In 30 anni "Pasticceria Internazionale" ha incontrato molti personaggi che si sono distinti per le loro capacità, abilità, maestria nel lavoro, competenza, talento, estro e savoir faire. Tra tanti, ve n'é uno che, distintosi nell'80 vincendo a Torino la 1ª edizione della Coppa Italiana della pasticceria e confetteria, si è subito distinto come esempio di passione e forte dedizione per la categoria. Negli anni abbiamo scritto di lui nel modo in cui ha sempre amato definirsi, "l'eterno apprendista", perché nella vita non si finisce mai d'imparare. Stiamo parlando del Mof Gabriel Paillasson, fondatore della Coupe du Monde di Lione - l'evento più importante del settore a livello mondiale, - profondo conoscitore del mondo della pasticceria, insignito nel 2006 dell'onorificenza di Ufficiale dell'Ordine della Legione d'Onore, uno dei maggiori riconoscimenti francesi.
Quest'artista dal grande cuore, ama condividere e trasmettere valori professionali e umani, trovando un particolare significato nella competizione; perché al di là dei risultati, per lui è una formidabile occasione di scambio, di apprendimento, di sperimentare e donare il meglio di sé, per raggiungere la perfezione.
Paillasson, nella sua lunga carriera ha conquistato oltre 300 riconoscimenti e titoli a livello nazionale e internazionale; la sua poliedricità professionale si esprime nella passione per la lavorazione dello zucchero, del cioccolato e del ghiaccio, testimoniata dai libri che ha dedicato a questi argomenti.
Quest'anno a Sigep presenziava come presidente d'onore alla 3ª edizione della Coppa del Mondo della Gelateria e alla selezione italiana per la Coupe du Monde 2009.
Sentiamo il parere di questo grande maestro sui concorsi e sul livello di chi si pone in competizione.

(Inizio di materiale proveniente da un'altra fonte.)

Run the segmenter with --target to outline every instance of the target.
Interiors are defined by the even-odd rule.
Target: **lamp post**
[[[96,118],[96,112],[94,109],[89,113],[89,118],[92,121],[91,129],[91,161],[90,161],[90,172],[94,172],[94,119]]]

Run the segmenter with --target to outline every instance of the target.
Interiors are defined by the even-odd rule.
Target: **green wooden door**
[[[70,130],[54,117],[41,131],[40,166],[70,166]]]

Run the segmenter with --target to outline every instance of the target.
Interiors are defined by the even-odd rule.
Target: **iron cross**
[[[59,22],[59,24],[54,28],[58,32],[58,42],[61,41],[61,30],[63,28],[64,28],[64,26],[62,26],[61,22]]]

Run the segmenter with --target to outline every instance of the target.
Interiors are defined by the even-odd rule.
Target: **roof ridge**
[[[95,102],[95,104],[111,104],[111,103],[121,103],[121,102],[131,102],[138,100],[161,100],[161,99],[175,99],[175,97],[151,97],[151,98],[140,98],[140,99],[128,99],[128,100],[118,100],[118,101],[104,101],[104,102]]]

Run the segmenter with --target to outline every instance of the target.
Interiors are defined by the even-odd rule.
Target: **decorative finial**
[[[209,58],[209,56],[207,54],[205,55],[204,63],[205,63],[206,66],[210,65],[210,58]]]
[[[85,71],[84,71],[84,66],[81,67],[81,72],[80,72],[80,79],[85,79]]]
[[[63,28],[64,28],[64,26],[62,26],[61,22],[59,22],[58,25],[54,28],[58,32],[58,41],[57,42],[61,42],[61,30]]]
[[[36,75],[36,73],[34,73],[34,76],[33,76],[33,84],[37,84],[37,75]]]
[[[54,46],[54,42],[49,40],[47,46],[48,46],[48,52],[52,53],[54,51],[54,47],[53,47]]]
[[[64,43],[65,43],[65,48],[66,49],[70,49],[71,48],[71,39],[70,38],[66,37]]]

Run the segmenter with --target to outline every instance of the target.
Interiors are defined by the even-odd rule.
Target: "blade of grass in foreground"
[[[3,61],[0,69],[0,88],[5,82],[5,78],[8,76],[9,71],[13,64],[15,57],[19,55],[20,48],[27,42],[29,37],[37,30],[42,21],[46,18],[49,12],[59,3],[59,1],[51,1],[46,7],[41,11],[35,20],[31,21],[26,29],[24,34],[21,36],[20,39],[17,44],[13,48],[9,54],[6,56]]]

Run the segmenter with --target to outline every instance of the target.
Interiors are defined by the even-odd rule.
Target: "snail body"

Cosa pensa dei lavori presentati alla selezione italiana per la Coupe du Monde?
Il Club che avete fondato nel 2000, proprio per effettuare le selezioni, sta facendo un buon lavoro. Negli elaborati artistici in zucchero si nota la voglia di sperimentare cose nuove e direi che sono di buon livello, nel cioccolato invece vi è ancora molto da lavorare. Trovare concorrenti per il ghiaccio è difficile, ma l'unico che si è presentato, con gli allenamenti può raggiungere buoni risultati. Naturalmente è il gusto la cosa più importante e io non ho assaggiato gli elaborati, quindi non sono in grado di valutare. Il bello è importante, ma il buono lo è ancora di più; l'attenzione posta sul sapore, l'abbinamento di gusti, la qualità delle materie prime utilizzate è fondamentale.

Il prossimo anno la Coupe du Monde festeggerà i suoi primi 20 anni: come si celebreranno?
Fin dal suo nascere, questa competizione, con i pasticcieri che lavorano davanti a un pubblico sistemato nelle tribune, ha trasformato la pasticceria in spettacolo, una messa in scena degna di Hollywood. Per il prossimo anno stiamo già pianificando vari eventi: vogliamo invitare tutti i presidenti delle squadre che hanno partecipato alle dieci edizioni e le squadre che hanno dato onore e prestigio al trofeo; sono previste animazioni e naturalmente un album che raccoglierà la storia della manifestazione con tantissime foto.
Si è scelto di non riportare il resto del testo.